Brussels asks member states who have closed frontiers for ‘explanations’
With Portugal’s own borders ‘controlled’ to the point citizens need a documented reason to cross them, Brussels has decided to ‘react’ to the six member states that have opted to close theirs altogether: Belgium, Denmark, Finland, Germany, Hungary and Sweden.
Say reports, the European Commission’s concern is the “necessity to guarantee that restrictions on the liberty of movement are proportional and not discriminatory”.
The commission has already stressed it expects “a significant recovery of tourism” across the bloc this summer, thus a first step in this direction as the virus situation throughout Europe improves is to reopen borders.
Talk of ‘vaccine passports’, however, has been muted on the basis that vaccine supply to member states has been much too slow to make these viable.

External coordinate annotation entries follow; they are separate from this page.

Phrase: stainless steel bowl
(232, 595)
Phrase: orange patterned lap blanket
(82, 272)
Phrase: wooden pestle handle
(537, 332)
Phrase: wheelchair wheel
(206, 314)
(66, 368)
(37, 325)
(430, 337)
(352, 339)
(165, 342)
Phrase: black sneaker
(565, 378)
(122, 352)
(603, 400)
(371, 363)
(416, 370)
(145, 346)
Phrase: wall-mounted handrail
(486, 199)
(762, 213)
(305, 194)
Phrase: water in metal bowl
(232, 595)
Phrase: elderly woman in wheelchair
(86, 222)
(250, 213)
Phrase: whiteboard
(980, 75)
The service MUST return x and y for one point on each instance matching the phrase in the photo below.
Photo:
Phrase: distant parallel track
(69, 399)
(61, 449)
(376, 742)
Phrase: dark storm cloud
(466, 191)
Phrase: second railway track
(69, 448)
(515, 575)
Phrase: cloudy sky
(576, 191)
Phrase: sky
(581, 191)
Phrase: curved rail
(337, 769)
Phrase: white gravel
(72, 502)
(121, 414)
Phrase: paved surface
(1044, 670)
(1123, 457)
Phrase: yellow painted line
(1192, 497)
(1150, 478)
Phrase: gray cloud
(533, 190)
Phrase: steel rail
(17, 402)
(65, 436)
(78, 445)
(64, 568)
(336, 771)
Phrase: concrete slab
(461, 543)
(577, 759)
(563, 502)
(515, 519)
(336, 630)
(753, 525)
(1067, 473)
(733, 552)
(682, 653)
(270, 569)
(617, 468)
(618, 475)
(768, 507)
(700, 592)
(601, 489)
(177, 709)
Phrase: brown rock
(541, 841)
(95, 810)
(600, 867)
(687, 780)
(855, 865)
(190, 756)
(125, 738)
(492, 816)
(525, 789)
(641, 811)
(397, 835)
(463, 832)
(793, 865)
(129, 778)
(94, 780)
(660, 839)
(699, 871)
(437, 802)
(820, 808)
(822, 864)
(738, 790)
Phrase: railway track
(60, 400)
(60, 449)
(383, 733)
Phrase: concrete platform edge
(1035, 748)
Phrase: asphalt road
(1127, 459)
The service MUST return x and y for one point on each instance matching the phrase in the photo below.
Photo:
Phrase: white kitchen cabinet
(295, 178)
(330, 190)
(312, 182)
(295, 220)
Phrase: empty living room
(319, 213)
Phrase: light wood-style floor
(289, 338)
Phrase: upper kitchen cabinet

As we went to press, Portugal’s vaccine task force coordinator Henrique Gouveia e Melo was admitting that the option to delay the time between first and second doses is now being considered – in line with current practice in the UK – to ensure another 200,000 elderly citizens can be protected sooner rather than later.
The ‘masterplan’ is still for the country to be 70% vaccinated by the summer – but that is dependent on supplies keeping to current schedules. On Wednesday morning, AstraZeneca, for instance, announced that it may only be able to produce half the vaccines promised to the EU during the second trimester.